Pourquoi une villa rurale, isolée sur une île tranquille, aurait-elle subi une telle violence ? Les historiens pointent un épisode bien documenté de terreur politique dans la Bretagne romaine : les suites de la défaite et du suicide de l’usurpateur Magnence en 353, après quoi l’empereur Constance II, une fois sa victoire assurée, envoya son agent Paul traquer les partisans réels ou soupçonnés de Magnence. L’historien romain Ammien Marcellin a consigné les conséquences brutales de cette chasse : arrestations, tortures, exécutions et confiscations de biens. Une répression dont l’ampleur, relatée par les textes antiques, colle étrangement bien avec ce que révèlent aujourd’hui les fouilles de Brading.

Reste que les chercheurs se gardent de trancher définitivement. Les auteurs de l’étude ne prétendent pas pouvoir prouver la cause du décès : la violence, une maladie soudaine ou une épidémie peuvent toutes laisser peu, voire aucune trace sur le squelette. Ce qui fait pencher la balance vers l’hypothèse violente, c’est l’accumulation d’indices convergents plutôt qu’une preuve unique et définitive : le profil monétaire inhabituel, les marques de coupe, les os dispersés et le contexte politique plus large rendent plausible un épisode violent.

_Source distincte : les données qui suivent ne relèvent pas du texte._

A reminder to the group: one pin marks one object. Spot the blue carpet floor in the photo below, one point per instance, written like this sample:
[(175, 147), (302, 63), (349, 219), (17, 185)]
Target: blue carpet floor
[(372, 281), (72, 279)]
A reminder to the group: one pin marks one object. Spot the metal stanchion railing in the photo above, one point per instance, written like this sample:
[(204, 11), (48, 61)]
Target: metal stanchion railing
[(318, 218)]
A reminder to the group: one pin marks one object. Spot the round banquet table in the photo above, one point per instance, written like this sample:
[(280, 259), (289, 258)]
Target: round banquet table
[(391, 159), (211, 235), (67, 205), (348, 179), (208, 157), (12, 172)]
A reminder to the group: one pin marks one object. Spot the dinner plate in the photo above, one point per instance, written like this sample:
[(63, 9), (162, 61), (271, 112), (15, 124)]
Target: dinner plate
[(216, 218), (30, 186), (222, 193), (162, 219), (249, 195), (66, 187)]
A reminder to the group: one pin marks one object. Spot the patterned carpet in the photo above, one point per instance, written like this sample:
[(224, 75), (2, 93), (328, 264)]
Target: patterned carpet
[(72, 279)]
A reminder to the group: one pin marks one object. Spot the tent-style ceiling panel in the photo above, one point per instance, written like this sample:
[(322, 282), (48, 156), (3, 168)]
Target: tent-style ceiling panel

D’autres pistes n’ont pas été totalement écartées, notamment celle d’un raid venu de la mer. Compte tenu de sa proximité avec l’estuaire et le port actuel de Bembridge, la villa aurait été vulnérable à une attaque venue du large, la piraterie étant devenue un problème majeur dans la Manche à la fin du IIIe siècle, au point que l’empereur Carausius fut chargé d’y remédier vers 285. Ce qui est certain, c’est que la villa n’a pas disparu du jour au lendemain : si l’événement du milieu du IVe siècle est confirmé, elle aurait été temporairement abandonnée avant d’être réoccupée sous une forme différente, la perte de pièces reprenant ensuite, signe d’une reprise partielle. De quoi rappeler qu’un sol de mosaïque, aussi raffiné soit-il, peut receler une histoire nettement moins policée que celle qu’il donne à voir aux visiteurs d’aujourd’hui.